While there are several strategies for making NCAA Tournament picks, some relying on mascots and others on team colors, Anderson said he researched the games before making his selections. There's also a lot of luck involved, of course, as Grant's best score in his other six brackets was 27 correct games out of 48.
"I looked at what place they're in and how many games they won and how many games they lost," Anderson said of his rationale for picks. "And then I checked the difference between the teams. If one was a little bit higher, then I usually picked that team."
So, how rare is it for Anderson's bracket to be so close to perfection? According to NCAA.com, the odds of getting 14 out of this year's Sweet 16 teams correct is 0.000158 percent. The odds of getting 15 out of 16 right, as Grant did, is so microscopic NCAA.com didn't even measure that probability.
The remainder of Anderson's bracket seems feasible, too.
His Elite 8 matchups include Baylor versus Arkansas; Michigan versus Alabama; Gonzaga versus Oregon; and Loyola Chicago versus Houston.
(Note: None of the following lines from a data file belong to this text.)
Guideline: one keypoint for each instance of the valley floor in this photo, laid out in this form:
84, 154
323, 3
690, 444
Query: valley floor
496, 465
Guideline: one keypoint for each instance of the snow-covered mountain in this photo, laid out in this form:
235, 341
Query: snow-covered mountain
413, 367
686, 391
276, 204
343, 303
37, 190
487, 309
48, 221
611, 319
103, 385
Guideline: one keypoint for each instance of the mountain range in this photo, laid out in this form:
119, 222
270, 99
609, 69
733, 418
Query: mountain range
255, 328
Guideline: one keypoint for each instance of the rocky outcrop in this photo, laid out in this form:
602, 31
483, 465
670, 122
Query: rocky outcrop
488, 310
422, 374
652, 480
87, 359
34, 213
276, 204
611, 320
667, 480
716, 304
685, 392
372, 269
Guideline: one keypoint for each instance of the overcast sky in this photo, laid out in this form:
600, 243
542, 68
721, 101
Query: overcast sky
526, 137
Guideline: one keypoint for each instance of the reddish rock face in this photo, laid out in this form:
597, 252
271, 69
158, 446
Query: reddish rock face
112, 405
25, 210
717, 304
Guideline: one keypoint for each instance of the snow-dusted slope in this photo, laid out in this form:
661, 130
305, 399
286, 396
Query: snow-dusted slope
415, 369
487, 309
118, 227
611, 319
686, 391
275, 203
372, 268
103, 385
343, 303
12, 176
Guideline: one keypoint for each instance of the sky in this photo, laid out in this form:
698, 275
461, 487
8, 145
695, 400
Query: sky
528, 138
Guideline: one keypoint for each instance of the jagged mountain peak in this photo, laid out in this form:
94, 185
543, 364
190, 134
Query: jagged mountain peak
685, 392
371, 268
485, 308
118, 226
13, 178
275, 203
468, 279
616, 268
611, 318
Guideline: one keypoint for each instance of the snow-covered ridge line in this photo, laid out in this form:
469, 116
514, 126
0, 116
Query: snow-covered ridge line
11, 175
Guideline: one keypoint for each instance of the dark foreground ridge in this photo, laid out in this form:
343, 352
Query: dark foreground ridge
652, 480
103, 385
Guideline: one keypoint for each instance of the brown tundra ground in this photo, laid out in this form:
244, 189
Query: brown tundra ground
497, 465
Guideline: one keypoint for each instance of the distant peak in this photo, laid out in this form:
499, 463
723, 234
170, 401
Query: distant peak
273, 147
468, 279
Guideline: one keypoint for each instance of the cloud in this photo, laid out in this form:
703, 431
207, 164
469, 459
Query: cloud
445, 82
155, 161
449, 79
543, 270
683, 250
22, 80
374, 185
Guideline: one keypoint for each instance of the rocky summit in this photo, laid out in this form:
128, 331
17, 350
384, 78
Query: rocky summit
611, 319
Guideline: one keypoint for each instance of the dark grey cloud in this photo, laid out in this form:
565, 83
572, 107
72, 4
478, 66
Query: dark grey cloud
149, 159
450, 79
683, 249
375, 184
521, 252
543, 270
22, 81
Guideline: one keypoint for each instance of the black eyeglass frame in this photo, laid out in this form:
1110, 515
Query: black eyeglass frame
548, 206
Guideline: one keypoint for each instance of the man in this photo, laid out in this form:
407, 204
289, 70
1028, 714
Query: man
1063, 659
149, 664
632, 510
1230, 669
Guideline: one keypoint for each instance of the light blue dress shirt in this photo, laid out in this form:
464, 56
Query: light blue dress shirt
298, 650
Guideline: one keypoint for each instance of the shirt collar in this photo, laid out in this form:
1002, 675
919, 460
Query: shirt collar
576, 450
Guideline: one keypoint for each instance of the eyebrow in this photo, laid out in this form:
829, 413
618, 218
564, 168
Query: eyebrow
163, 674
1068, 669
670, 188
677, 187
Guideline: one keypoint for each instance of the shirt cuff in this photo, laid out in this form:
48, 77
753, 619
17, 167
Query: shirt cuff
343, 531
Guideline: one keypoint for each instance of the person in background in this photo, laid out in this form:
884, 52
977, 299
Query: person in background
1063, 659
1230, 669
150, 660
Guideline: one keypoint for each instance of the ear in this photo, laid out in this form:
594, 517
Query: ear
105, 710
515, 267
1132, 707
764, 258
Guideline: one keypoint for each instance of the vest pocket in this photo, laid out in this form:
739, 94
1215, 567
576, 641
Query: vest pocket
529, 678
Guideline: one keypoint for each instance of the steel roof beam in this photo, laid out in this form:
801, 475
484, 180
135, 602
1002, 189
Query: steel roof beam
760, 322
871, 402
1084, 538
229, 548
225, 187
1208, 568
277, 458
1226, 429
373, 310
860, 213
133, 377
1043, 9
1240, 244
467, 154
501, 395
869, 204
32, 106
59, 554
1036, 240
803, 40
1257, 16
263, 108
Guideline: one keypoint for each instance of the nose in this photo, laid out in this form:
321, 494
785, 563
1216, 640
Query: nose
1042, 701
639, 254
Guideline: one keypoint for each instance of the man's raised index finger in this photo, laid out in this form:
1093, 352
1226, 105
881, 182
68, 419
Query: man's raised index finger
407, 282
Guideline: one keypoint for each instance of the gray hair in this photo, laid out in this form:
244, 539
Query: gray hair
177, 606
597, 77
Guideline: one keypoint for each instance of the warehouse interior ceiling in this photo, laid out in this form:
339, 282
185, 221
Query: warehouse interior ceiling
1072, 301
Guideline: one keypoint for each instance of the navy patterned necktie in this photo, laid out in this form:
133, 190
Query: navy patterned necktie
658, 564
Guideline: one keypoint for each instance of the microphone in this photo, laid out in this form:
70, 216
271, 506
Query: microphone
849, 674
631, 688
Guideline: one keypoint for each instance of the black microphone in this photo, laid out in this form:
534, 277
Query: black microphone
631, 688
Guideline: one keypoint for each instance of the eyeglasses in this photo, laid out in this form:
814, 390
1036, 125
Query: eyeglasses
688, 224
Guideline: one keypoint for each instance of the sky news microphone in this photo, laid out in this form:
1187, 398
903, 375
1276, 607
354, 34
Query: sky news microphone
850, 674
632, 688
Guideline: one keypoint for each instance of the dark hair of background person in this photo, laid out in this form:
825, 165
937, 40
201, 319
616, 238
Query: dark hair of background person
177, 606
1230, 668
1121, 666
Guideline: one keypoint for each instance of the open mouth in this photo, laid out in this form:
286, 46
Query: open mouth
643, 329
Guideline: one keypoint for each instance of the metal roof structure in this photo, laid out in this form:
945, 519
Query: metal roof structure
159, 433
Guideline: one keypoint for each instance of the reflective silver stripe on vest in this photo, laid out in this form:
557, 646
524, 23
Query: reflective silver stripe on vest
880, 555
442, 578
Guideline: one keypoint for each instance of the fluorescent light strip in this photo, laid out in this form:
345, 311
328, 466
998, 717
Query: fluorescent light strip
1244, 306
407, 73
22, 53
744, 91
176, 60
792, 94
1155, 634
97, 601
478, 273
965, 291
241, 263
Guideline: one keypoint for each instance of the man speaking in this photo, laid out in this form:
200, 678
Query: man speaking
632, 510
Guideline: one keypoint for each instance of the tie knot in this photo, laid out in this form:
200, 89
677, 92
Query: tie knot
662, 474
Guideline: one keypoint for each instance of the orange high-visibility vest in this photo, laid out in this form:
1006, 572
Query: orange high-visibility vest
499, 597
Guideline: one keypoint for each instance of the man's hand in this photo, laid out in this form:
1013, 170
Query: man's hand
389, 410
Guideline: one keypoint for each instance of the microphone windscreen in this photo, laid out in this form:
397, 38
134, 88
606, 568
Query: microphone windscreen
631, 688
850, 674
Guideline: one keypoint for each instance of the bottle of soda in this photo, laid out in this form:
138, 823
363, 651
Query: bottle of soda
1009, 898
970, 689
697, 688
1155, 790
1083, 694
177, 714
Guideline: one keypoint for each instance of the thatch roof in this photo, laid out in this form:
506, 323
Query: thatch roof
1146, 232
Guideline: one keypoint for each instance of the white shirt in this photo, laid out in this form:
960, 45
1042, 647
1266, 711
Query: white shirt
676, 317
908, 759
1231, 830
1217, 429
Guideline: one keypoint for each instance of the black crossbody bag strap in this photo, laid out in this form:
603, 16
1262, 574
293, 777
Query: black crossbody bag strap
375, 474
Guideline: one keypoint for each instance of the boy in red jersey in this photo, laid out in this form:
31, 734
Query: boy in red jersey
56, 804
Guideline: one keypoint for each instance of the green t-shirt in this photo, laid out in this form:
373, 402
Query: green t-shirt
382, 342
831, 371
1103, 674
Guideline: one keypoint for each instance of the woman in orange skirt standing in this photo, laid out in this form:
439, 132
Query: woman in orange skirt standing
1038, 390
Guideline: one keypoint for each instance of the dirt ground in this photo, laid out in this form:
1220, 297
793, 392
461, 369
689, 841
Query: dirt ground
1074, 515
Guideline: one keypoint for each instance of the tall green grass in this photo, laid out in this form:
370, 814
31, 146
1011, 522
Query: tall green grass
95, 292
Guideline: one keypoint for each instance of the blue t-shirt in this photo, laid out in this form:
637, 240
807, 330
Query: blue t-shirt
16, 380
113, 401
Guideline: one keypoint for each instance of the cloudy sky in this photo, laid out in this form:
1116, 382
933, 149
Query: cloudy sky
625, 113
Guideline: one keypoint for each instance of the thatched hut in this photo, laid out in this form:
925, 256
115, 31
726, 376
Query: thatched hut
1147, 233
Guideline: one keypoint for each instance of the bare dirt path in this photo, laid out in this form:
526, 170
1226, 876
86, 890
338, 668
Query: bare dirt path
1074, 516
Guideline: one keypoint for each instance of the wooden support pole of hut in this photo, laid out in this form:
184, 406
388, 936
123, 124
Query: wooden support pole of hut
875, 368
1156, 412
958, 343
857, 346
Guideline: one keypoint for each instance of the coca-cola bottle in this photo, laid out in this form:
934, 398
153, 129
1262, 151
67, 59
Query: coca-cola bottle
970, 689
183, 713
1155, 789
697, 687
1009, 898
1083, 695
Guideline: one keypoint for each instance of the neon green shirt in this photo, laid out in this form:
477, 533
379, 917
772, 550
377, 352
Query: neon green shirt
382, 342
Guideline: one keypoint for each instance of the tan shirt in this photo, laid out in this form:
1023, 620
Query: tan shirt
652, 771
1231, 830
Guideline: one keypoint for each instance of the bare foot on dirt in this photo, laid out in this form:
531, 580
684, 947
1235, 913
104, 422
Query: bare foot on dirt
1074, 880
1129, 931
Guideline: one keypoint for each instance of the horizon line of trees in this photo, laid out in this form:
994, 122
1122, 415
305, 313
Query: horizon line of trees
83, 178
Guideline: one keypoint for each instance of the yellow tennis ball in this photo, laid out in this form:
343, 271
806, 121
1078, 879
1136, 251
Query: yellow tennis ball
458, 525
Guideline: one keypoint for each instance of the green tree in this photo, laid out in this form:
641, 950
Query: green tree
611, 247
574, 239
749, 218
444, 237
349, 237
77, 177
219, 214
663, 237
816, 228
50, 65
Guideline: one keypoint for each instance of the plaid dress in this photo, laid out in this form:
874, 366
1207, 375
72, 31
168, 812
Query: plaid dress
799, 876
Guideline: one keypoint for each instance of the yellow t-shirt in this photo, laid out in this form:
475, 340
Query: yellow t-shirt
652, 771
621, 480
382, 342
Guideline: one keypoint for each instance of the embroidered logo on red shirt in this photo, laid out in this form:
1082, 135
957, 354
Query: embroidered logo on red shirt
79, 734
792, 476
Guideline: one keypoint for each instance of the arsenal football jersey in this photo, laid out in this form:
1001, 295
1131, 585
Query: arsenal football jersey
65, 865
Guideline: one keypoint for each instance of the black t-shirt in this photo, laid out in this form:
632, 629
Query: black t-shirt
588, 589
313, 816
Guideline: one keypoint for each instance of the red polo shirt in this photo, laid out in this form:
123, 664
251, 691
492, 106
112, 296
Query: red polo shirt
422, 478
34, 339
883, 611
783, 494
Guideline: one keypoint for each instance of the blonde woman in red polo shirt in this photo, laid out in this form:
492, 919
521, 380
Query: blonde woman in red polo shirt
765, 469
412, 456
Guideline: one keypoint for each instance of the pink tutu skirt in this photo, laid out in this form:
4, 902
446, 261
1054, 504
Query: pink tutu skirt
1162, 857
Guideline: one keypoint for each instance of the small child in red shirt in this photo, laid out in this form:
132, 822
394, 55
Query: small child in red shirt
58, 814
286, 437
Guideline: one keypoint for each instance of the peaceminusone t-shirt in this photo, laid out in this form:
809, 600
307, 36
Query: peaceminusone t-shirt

All eight of those teams are favored to win in the Sweet 16. Anderson's Final Four is Baylor versus Houston and Gonzaga versus Michigan. He has the Baylor topping Gonzaga in the championship game. There's a chance, although unlikely, Anderson gets all but one game correct. That's incredible considering the odds of a perfect bracket is one in 9.2 quintillion (that's 9,223,372,036,854,775,808).
"Because of his age, I know he's not eligible for any prize or anything, but he was just playing on the app and put in this bracket and it's pretty amazing," Tish Anderson said.